Uma espécie de anseio pode ser visto no plano em que é apresentada uma casa cuja decoração é repleta de guarda-chuvas pendurados. Talvez, o que os moradores da cidade mais quisessem era uma proteção como essa para não serem atingidos pelo chuvisco uniforme e corrosivo das memórias. Ou então, no limite, fazer o mesmo que aquela moça no último plano do filme: seguir rio a dentro, caminhar para as águas profundas, como se lá no fundo houvesse de surgir um atalho para a cidade antiga, para um tempo que não existe mais.

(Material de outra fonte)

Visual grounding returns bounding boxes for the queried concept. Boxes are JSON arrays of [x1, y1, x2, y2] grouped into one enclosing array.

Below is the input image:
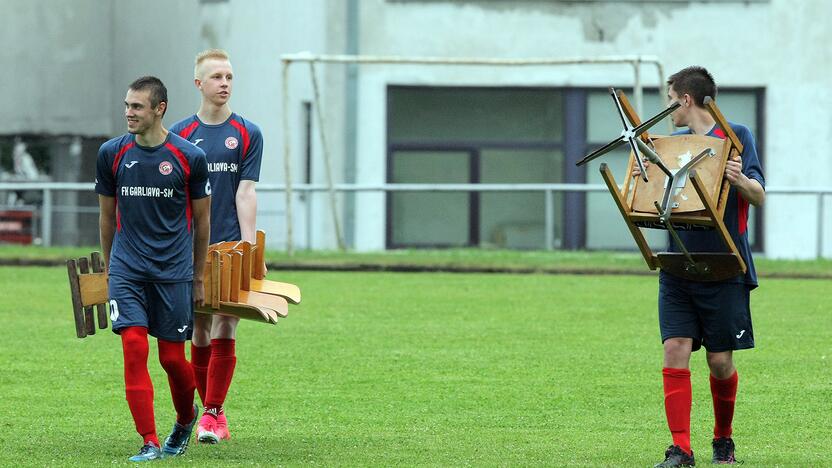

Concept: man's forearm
[[98, 196, 117, 270], [99, 216, 115, 270], [236, 187, 257, 243], [737, 176, 765, 207], [193, 215, 210, 280]]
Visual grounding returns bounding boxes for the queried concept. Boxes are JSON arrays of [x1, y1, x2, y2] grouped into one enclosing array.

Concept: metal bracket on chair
[[655, 147, 714, 222], [654, 201, 710, 276], [575, 87, 680, 182]]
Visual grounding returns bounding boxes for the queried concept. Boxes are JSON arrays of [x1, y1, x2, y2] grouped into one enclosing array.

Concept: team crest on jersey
[[159, 161, 173, 175], [225, 136, 239, 150]]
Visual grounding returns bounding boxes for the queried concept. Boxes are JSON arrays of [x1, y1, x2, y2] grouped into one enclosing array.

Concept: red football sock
[[710, 370, 738, 439], [158, 340, 196, 426], [121, 327, 158, 446], [205, 339, 236, 411], [663, 367, 692, 455], [190, 343, 211, 406]]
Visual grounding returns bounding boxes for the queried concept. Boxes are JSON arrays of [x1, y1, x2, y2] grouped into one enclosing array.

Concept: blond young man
[[170, 49, 263, 444]]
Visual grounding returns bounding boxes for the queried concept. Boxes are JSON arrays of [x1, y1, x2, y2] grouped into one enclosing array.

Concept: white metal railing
[[0, 182, 829, 257]]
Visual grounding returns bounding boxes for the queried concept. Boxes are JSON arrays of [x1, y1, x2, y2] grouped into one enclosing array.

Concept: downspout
[[343, 0, 360, 249]]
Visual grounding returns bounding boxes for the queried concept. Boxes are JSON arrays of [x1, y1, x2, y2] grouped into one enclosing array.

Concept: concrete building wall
[[345, 0, 831, 258], [108, 0, 342, 249], [109, 0, 202, 134], [1, 0, 114, 135], [3, 0, 830, 257], [4, 0, 341, 249]]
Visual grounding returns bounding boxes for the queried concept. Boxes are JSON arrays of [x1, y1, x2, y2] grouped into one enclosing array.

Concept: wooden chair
[[67, 230, 301, 338], [577, 89, 746, 281], [202, 230, 301, 323], [66, 252, 108, 338]]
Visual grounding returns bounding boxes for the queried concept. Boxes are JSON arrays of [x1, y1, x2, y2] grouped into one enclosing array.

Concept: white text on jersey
[[207, 162, 238, 173], [121, 186, 175, 198]]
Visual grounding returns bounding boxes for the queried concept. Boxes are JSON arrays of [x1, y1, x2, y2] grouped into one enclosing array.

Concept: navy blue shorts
[[108, 275, 193, 342], [658, 274, 754, 352]]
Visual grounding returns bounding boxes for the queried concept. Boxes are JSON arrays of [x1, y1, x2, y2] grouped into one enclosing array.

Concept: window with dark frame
[[385, 85, 765, 252]]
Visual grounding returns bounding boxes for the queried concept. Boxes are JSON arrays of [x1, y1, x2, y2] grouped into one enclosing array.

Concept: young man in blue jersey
[[97, 76, 211, 462], [634, 67, 765, 467], [170, 49, 263, 444]]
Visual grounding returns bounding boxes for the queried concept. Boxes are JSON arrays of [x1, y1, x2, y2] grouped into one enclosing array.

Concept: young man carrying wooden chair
[[577, 66, 765, 467]]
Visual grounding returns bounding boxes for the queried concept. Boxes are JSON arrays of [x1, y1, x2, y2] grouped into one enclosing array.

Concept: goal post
[[280, 52, 668, 255]]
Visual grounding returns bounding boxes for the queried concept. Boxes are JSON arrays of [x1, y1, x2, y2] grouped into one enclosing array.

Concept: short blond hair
[[194, 49, 230, 79]]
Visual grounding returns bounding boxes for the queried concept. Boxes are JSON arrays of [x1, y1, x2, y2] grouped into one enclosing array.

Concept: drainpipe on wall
[[343, 0, 360, 249]]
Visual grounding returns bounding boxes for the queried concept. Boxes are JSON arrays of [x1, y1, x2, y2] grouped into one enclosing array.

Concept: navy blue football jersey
[[95, 132, 210, 282], [662, 122, 765, 287], [170, 113, 263, 243]]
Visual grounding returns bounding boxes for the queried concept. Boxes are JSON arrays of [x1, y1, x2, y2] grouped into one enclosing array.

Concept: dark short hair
[[667, 66, 717, 107], [128, 76, 168, 115]]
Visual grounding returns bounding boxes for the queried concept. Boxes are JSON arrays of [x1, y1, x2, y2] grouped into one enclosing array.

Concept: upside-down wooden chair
[[576, 88, 746, 281], [67, 230, 301, 338]]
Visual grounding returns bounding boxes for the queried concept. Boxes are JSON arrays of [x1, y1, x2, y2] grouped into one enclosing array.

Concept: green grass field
[[3, 245, 831, 278], [1, 266, 830, 466]]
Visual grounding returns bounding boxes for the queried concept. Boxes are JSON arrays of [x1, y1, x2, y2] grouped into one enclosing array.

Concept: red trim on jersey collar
[[712, 127, 726, 139], [165, 143, 193, 232], [178, 120, 200, 140], [229, 118, 251, 158], [112, 141, 135, 176], [165, 143, 191, 179]]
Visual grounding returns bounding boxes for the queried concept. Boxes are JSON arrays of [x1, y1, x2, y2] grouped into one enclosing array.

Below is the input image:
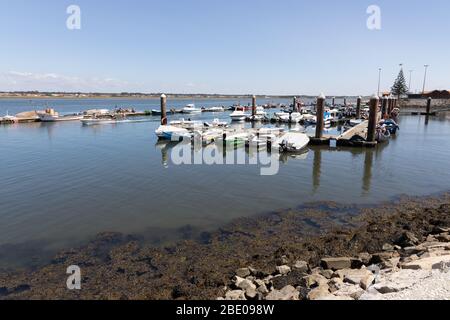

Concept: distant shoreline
[[0, 94, 358, 100]]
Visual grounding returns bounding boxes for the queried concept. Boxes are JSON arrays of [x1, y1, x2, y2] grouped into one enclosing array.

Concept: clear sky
[[0, 0, 448, 95]]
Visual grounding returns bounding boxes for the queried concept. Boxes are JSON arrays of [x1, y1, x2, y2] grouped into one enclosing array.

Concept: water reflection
[[362, 149, 374, 195], [312, 148, 322, 194]]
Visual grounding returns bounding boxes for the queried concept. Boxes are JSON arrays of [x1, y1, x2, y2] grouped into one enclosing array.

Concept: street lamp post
[[377, 68, 382, 97], [422, 65, 429, 94]]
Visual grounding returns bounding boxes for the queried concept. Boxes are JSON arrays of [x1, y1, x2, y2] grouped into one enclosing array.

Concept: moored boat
[[38, 109, 83, 122], [155, 125, 190, 140], [1, 111, 18, 123], [276, 132, 310, 152], [230, 107, 248, 122], [182, 104, 202, 114]]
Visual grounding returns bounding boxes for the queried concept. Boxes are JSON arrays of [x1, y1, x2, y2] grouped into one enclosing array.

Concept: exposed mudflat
[[1, 193, 450, 300]]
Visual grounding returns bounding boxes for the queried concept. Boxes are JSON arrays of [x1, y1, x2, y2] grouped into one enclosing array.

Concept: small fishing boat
[[302, 114, 316, 125], [380, 119, 400, 135], [182, 104, 202, 114], [155, 125, 190, 140], [1, 111, 18, 123], [274, 112, 303, 123], [375, 127, 391, 143], [248, 128, 284, 148], [169, 118, 204, 130], [204, 118, 228, 127], [217, 131, 249, 145], [230, 107, 248, 122], [151, 109, 162, 116], [201, 128, 224, 145], [276, 132, 310, 153], [205, 106, 225, 113], [38, 109, 83, 122]]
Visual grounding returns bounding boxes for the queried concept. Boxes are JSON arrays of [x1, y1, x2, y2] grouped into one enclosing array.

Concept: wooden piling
[[382, 96, 388, 118], [332, 97, 335, 107], [386, 97, 391, 116], [367, 95, 379, 143], [293, 97, 297, 112], [252, 95, 257, 117], [344, 97, 347, 106], [315, 93, 326, 139], [356, 96, 362, 119], [160, 94, 167, 125], [426, 97, 432, 115]]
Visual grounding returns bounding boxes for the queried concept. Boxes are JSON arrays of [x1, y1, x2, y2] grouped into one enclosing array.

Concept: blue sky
[[0, 0, 448, 95]]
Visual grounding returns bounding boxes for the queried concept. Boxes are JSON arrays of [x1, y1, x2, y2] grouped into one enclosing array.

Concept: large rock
[[319, 269, 334, 279], [276, 265, 291, 275], [436, 234, 450, 242], [235, 276, 257, 291], [333, 283, 365, 300], [293, 260, 309, 273], [307, 285, 330, 300], [266, 285, 299, 301], [358, 252, 372, 266], [395, 231, 420, 247], [271, 270, 307, 290], [372, 269, 431, 294], [235, 267, 251, 278], [256, 282, 269, 295], [402, 255, 450, 270], [321, 257, 352, 270], [302, 274, 329, 289], [225, 290, 246, 300], [370, 251, 400, 267], [334, 268, 375, 290], [245, 287, 257, 299]]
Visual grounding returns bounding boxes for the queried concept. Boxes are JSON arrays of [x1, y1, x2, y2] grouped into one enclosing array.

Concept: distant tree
[[391, 68, 409, 98]]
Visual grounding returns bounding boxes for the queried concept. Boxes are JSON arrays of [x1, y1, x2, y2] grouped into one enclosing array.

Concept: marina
[[1, 96, 449, 270]]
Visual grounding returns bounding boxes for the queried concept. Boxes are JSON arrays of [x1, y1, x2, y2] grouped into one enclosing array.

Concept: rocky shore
[[220, 227, 450, 300], [1, 193, 450, 300]]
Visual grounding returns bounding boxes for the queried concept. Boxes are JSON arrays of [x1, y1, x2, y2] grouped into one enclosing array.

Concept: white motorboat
[[206, 106, 225, 112], [302, 114, 316, 124], [217, 131, 249, 145], [182, 104, 202, 114], [274, 112, 303, 123], [275, 132, 310, 152], [155, 125, 190, 140], [1, 111, 18, 123], [230, 107, 248, 122], [201, 128, 224, 145], [255, 106, 267, 116], [376, 126, 391, 143], [169, 118, 204, 130], [204, 118, 228, 127]]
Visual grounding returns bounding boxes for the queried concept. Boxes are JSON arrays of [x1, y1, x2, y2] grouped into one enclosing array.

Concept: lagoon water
[[1, 98, 450, 268]]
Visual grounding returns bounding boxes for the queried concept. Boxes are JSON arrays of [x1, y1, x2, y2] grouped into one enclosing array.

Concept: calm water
[[1, 98, 450, 268]]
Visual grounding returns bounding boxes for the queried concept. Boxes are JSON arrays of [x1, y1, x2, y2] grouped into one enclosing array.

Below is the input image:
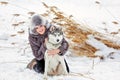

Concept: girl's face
[[36, 25, 46, 35]]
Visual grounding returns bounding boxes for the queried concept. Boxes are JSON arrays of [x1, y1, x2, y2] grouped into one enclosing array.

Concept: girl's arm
[[29, 35, 46, 60]]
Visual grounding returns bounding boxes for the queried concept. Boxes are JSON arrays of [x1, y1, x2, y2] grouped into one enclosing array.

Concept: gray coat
[[29, 15, 69, 60]]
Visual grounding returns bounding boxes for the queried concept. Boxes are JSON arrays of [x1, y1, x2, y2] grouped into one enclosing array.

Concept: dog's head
[[48, 26, 63, 44]]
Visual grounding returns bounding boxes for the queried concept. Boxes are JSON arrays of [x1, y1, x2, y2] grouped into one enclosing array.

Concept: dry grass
[[112, 21, 119, 25], [41, 2, 120, 57], [12, 23, 19, 26], [95, 37, 120, 49], [70, 43, 97, 56], [18, 21, 25, 24], [10, 34, 16, 37], [95, 1, 100, 4], [13, 14, 20, 17], [41, 2, 97, 56], [0, 1, 8, 5], [28, 12, 35, 16], [17, 30, 25, 34]]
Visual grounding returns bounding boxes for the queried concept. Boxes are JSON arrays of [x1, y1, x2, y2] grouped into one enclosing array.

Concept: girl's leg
[[33, 59, 45, 74]]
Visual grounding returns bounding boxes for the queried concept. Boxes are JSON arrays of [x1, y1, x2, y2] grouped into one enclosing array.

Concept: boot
[[27, 58, 37, 70]]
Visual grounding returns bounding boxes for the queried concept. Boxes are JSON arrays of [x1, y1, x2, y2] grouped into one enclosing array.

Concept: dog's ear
[[58, 27, 63, 35], [50, 26, 55, 32]]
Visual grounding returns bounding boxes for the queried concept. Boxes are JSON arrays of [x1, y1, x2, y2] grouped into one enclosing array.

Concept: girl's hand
[[44, 38, 48, 46], [45, 38, 48, 43], [47, 49, 60, 56]]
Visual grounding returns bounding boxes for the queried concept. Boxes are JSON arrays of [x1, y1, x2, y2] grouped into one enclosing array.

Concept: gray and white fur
[[44, 26, 68, 80]]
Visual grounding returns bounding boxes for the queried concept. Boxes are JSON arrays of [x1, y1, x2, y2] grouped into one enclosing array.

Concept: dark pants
[[33, 59, 70, 74]]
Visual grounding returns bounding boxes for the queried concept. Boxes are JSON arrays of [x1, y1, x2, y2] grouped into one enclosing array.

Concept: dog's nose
[[57, 39, 59, 42]]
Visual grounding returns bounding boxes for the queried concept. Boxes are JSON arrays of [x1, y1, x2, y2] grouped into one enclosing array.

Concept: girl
[[27, 15, 69, 74]]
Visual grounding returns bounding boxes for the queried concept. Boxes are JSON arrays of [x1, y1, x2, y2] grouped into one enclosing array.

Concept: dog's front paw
[[43, 75, 48, 80], [63, 71, 68, 76], [43, 77, 48, 80], [65, 73, 68, 76]]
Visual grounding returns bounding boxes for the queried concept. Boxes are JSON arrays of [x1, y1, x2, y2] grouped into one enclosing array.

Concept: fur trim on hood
[[29, 14, 51, 35]]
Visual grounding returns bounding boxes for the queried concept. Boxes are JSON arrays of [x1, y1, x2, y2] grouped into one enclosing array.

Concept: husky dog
[[44, 26, 68, 80]]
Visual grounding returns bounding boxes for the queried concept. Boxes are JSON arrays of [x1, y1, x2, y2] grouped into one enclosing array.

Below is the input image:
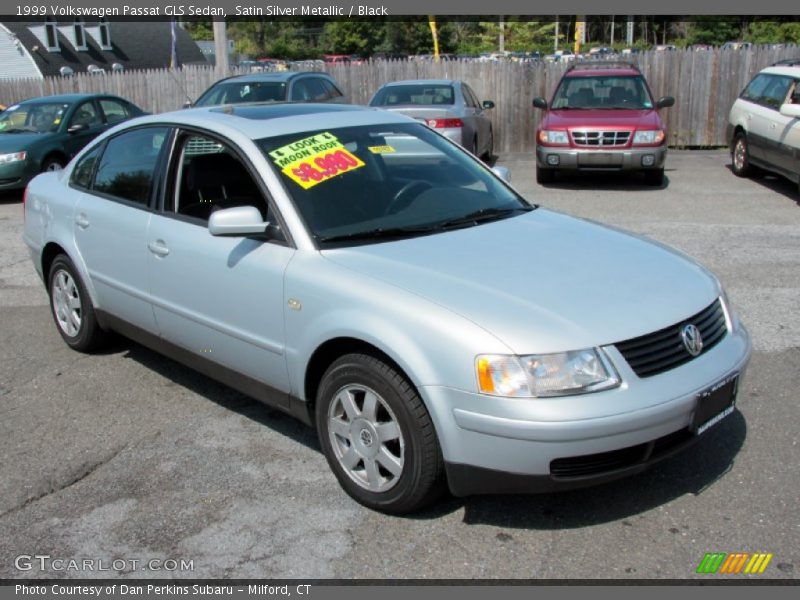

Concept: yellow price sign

O escoamento das imagens da cidade submersa com as vozes narrando os acontecimentos é dilacerante. O pouco que resta da parte superior da igreja sobre as águas é consoante ao pouco que resta daqueles moradores, já que uma parte deles ficou no antigo território. Num momento pungente do curta, uma moradora relata um caso de suicídio e afirma não ter explicação para o acontecimento. Todavia, as imagens da cidade submersa não mentem: o desaparecimento da cidade é a única explicação possível.

De Profundis, ao tratar de maneira poética com relances experimentais da especificidade da situação dos moradores de Itacuruba – marcada pelos vertiginosos e surpreendentes casos de depressão – eclode como uma obra que não apenas serve como instrumento de crítica aos processos de migrações forçados, mas também para captar o sentimento da depressão, o qual insiste em não submeter-se à linguagem – nem mesmo a da própria psiquiatria, como dizia Foucault: “A psicologia não tem a verdade sobre a loucura, a loucura tem a verdade sobre a psiquiatria –, mas que por vezes é tangenciado por uma obra de uma profundidade tal como De Profundis. Além disso, em um tempo onde casos de depressão e de violência contra povos nativos é cada vez mais frequente, é imprescindível a construção de uma linguagem que abarque o tema fugindo do convencional. Apenas assim, a obra assume uma magnitude capaz de exceder os limites do comum e tornar-se algo de uma pertinência irrefutável.